Also, it seems to me that the people who are ridiculously successful at MIT
would probably have been ridiculously successful most anywhere else. Find some
smart friends, stop thinking so highly of yourself, and get back to
learning.[1]"The best programmer is a humble programmer."[2]

[0]-High point of the class: Stroustrup was guest lecturing in class a month
ago. I had seen on HN a few days before he had responded directly to one of
Linus' attacks on C++. I raised my hand and asked him how he dealt with guys
like Linus. He got all flustered and just went "Linus is a immature fool!" and
then went on preach for C++0x. [1] Read Godel Escher Bach. It will put you in
your intellectual place. [2] Wish I knew who said that first.

------
hansy
Do something big and different...something that will get you noticed. Make an
impact on your campus, like starting a club. Whatever your interests/passions
are, put your drive and work ethic behind it and really have fun with it. If
you are a CS guy, work on cool open source projects.

Don't forget about grades. I think going to a less-than-stellar school means
grades are far more important.

Lastly, every single school is unique in its own right. Figure out how your
school is positively different than, say, Harvard, MIT, etc. For example, I
went to a huge public school, but I really wish I had gotten the smaller 1 on
1 interactions you sometimes see at community colleges. Differences like that.
Exploit these difference so that if the issue of where you went to school ever
comes up with an employer, you can soundly give them a solid reason.

------
jiahuang
You seem particularly worried that you won't get hired since you're from a
lesser known school. Don't be. Especially in fields such as software, they
care a lot more about talent than name dropping. Do some cool projects and put
it up on github.
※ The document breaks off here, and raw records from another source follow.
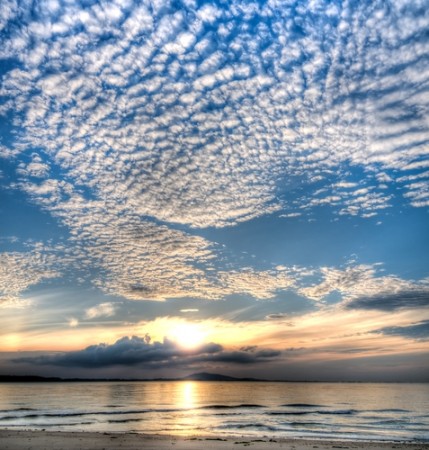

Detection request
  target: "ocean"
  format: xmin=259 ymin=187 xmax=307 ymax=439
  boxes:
xmin=0 ymin=381 xmax=429 ymax=442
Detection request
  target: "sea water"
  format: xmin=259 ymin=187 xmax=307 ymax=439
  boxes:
xmin=0 ymin=381 xmax=429 ymax=441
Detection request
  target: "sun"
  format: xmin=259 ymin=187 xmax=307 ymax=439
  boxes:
xmin=169 ymin=323 xmax=206 ymax=350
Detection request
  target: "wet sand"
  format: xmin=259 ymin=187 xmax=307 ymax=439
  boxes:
xmin=0 ymin=430 xmax=429 ymax=450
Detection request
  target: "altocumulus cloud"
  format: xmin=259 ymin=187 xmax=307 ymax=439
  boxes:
xmin=14 ymin=335 xmax=281 ymax=368
xmin=0 ymin=0 xmax=429 ymax=303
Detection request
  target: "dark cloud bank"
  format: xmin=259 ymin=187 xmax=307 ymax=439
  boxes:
xmin=14 ymin=335 xmax=281 ymax=368
xmin=375 ymin=320 xmax=429 ymax=341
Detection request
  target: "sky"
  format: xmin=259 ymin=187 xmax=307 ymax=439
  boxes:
xmin=0 ymin=0 xmax=429 ymax=381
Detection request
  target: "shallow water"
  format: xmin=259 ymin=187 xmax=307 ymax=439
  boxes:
xmin=0 ymin=381 xmax=429 ymax=441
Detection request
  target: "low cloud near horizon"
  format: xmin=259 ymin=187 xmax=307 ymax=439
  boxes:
xmin=13 ymin=335 xmax=281 ymax=369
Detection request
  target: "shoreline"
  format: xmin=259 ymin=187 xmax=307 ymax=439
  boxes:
xmin=0 ymin=429 xmax=429 ymax=450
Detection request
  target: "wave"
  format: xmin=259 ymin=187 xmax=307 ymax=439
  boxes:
xmin=280 ymin=403 xmax=325 ymax=408
xmin=266 ymin=409 xmax=359 ymax=416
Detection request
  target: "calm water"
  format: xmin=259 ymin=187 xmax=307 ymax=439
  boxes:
xmin=0 ymin=381 xmax=429 ymax=441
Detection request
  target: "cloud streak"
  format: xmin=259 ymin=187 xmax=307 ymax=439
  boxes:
xmin=14 ymin=335 xmax=281 ymax=368
xmin=0 ymin=0 xmax=429 ymax=301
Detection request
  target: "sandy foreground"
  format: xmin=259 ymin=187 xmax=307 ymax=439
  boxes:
xmin=0 ymin=430 xmax=429 ymax=450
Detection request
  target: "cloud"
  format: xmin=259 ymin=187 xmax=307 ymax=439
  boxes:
xmin=374 ymin=320 xmax=429 ymax=341
xmin=346 ymin=285 xmax=429 ymax=311
xmin=299 ymin=264 xmax=429 ymax=309
xmin=14 ymin=335 xmax=281 ymax=368
xmin=0 ymin=243 xmax=61 ymax=307
xmin=0 ymin=0 xmax=429 ymax=306
xmin=1 ymin=1 xmax=428 ymax=234
xmin=85 ymin=302 xmax=116 ymax=319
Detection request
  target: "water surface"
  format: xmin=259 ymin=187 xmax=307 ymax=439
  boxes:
xmin=0 ymin=381 xmax=429 ymax=441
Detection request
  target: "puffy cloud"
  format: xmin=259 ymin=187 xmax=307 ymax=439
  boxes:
xmin=15 ymin=335 xmax=281 ymax=368
xmin=85 ymin=302 xmax=116 ymax=319
xmin=1 ymin=1 xmax=428 ymax=234
xmin=0 ymin=0 xmax=429 ymax=306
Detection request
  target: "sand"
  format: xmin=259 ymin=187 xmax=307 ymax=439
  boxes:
xmin=0 ymin=430 xmax=429 ymax=450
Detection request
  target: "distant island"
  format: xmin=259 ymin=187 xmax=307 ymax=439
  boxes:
xmin=0 ymin=372 xmax=267 ymax=383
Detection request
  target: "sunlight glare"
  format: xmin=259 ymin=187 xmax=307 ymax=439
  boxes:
xmin=170 ymin=323 xmax=206 ymax=349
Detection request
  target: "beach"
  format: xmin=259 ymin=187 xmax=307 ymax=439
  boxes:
xmin=0 ymin=430 xmax=429 ymax=450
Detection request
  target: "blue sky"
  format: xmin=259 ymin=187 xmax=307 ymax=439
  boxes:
xmin=0 ymin=0 xmax=429 ymax=379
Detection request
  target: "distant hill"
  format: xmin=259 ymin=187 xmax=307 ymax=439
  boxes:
xmin=0 ymin=372 xmax=265 ymax=383
xmin=182 ymin=372 xmax=265 ymax=381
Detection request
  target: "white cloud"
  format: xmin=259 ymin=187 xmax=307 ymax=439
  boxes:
xmin=85 ymin=302 xmax=117 ymax=320
xmin=0 ymin=1 xmax=429 ymax=300
xmin=0 ymin=245 xmax=60 ymax=307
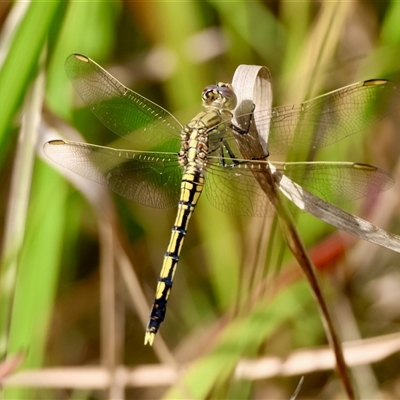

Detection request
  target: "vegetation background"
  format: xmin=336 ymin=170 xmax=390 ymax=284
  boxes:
xmin=0 ymin=0 xmax=400 ymax=399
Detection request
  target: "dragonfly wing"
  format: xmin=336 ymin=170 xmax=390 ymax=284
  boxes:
xmin=273 ymin=162 xmax=394 ymax=204
xmin=65 ymin=54 xmax=182 ymax=151
xmin=257 ymin=79 xmax=399 ymax=155
xmin=205 ymin=157 xmax=274 ymax=217
xmin=44 ymin=140 xmax=182 ymax=208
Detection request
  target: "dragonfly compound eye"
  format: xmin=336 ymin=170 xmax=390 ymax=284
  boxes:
xmin=201 ymin=83 xmax=237 ymax=110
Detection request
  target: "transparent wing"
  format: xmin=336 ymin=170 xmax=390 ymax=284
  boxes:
xmin=205 ymin=157 xmax=394 ymax=217
xmin=44 ymin=140 xmax=182 ymax=208
xmin=227 ymin=79 xmax=399 ymax=155
xmin=65 ymin=54 xmax=182 ymax=151
xmin=204 ymin=159 xmax=275 ymax=217
xmin=273 ymin=162 xmax=394 ymax=204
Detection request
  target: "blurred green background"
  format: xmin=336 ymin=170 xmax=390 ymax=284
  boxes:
xmin=0 ymin=1 xmax=400 ymax=399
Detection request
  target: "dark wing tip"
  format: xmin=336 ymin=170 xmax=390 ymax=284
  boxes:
xmin=364 ymin=79 xmax=389 ymax=86
xmin=45 ymin=139 xmax=66 ymax=146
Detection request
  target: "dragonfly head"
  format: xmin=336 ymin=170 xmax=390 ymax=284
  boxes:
xmin=201 ymin=82 xmax=237 ymax=110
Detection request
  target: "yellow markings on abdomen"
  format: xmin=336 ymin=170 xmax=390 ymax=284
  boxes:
xmin=144 ymin=170 xmax=204 ymax=345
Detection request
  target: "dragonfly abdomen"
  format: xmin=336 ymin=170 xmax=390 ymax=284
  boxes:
xmin=144 ymin=168 xmax=204 ymax=345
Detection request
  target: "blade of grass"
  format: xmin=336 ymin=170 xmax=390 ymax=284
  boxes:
xmin=0 ymin=1 xmax=64 ymax=161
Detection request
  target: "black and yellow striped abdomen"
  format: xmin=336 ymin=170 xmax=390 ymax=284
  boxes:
xmin=144 ymin=164 xmax=204 ymax=345
xmin=144 ymin=84 xmax=236 ymax=345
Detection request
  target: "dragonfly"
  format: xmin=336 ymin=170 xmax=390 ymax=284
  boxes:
xmin=44 ymin=54 xmax=397 ymax=345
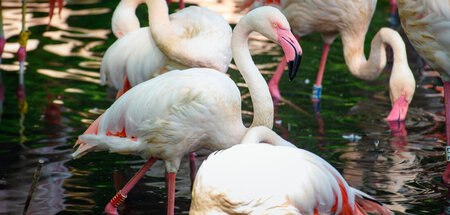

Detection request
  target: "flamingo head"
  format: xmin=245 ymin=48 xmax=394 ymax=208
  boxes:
xmin=385 ymin=65 xmax=416 ymax=121
xmin=244 ymin=6 xmax=302 ymax=80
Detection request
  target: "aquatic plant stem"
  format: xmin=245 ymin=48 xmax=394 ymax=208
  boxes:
xmin=23 ymin=160 xmax=44 ymax=215
xmin=442 ymin=81 xmax=450 ymax=184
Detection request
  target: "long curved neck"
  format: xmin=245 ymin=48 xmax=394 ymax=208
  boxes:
xmin=145 ymin=0 xmax=178 ymax=49
xmin=231 ymin=17 xmax=274 ymax=129
xmin=342 ymin=28 xmax=407 ymax=80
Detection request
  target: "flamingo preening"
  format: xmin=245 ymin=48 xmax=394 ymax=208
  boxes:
xmin=73 ymin=7 xmax=302 ymax=214
xmin=189 ymin=126 xmax=393 ymax=215
xmin=100 ymin=0 xmax=231 ymax=97
xmin=397 ymin=0 xmax=450 ymax=184
xmin=243 ymin=0 xmax=415 ymax=120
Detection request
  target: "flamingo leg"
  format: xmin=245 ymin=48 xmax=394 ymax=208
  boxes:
xmin=442 ymin=81 xmax=450 ymax=184
xmin=166 ymin=173 xmax=176 ymax=215
xmin=105 ymin=158 xmax=158 ymax=215
xmin=116 ymin=75 xmax=131 ymax=100
xmin=388 ymin=0 xmax=398 ymax=28
xmin=189 ymin=152 xmax=197 ymax=189
xmin=312 ymin=43 xmax=330 ymax=101
xmin=178 ymin=0 xmax=185 ymax=10
xmin=269 ymin=56 xmax=287 ymax=100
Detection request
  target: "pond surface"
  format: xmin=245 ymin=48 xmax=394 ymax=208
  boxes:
xmin=0 ymin=0 xmax=449 ymax=215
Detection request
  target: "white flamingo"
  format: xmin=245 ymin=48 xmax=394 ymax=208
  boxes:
xmin=100 ymin=0 xmax=231 ymax=97
xmin=245 ymin=0 xmax=415 ymax=121
xmin=189 ymin=126 xmax=393 ymax=215
xmin=397 ymin=0 xmax=450 ymax=184
xmin=73 ymin=7 xmax=301 ymax=214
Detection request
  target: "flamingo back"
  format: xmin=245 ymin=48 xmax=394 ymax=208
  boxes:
xmin=100 ymin=27 xmax=167 ymax=89
xmin=167 ymin=6 xmax=232 ymax=73
xmin=190 ymin=144 xmax=355 ymax=214
xmin=398 ymin=0 xmax=450 ymax=81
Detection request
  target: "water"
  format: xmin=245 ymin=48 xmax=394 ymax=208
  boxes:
xmin=0 ymin=0 xmax=448 ymax=215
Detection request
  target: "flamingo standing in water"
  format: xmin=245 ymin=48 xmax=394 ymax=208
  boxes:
xmin=111 ymin=0 xmax=184 ymax=38
xmin=100 ymin=0 xmax=231 ymax=97
xmin=243 ymin=0 xmax=415 ymax=120
xmin=397 ymin=0 xmax=450 ymax=184
xmin=73 ymin=7 xmax=301 ymax=214
xmin=189 ymin=126 xmax=393 ymax=215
Have an idea for an app? Flush it out and launch it. Don't
have an idea? Look at a successful app and try to port it to another platform
-- you'll probably learn a lot along the way.

As students of a relatively small school that doesn't do a lot of advanced
scientific research, my friends and I were able to get jobs/internships at
some of the companies you've listed, so all is not lost :)

------
sinamdar
My advice is this:

1.Find the most accomplished professors in your department and take courses
offered by them. Even though your school may not have a big reputation, some
professors may have enough clout to recommend you when applying to Google/FB
etc.

2.Keep doing Deliberate Practice. Take the hardest courses. Work on your own
projects. Contribute to open source projects.

------
namank
Then kill the GPA. Most grad schools (far as I know) and virtually every
corporation give GPA about 50% of the weight.

Then undergrad doesn't matter.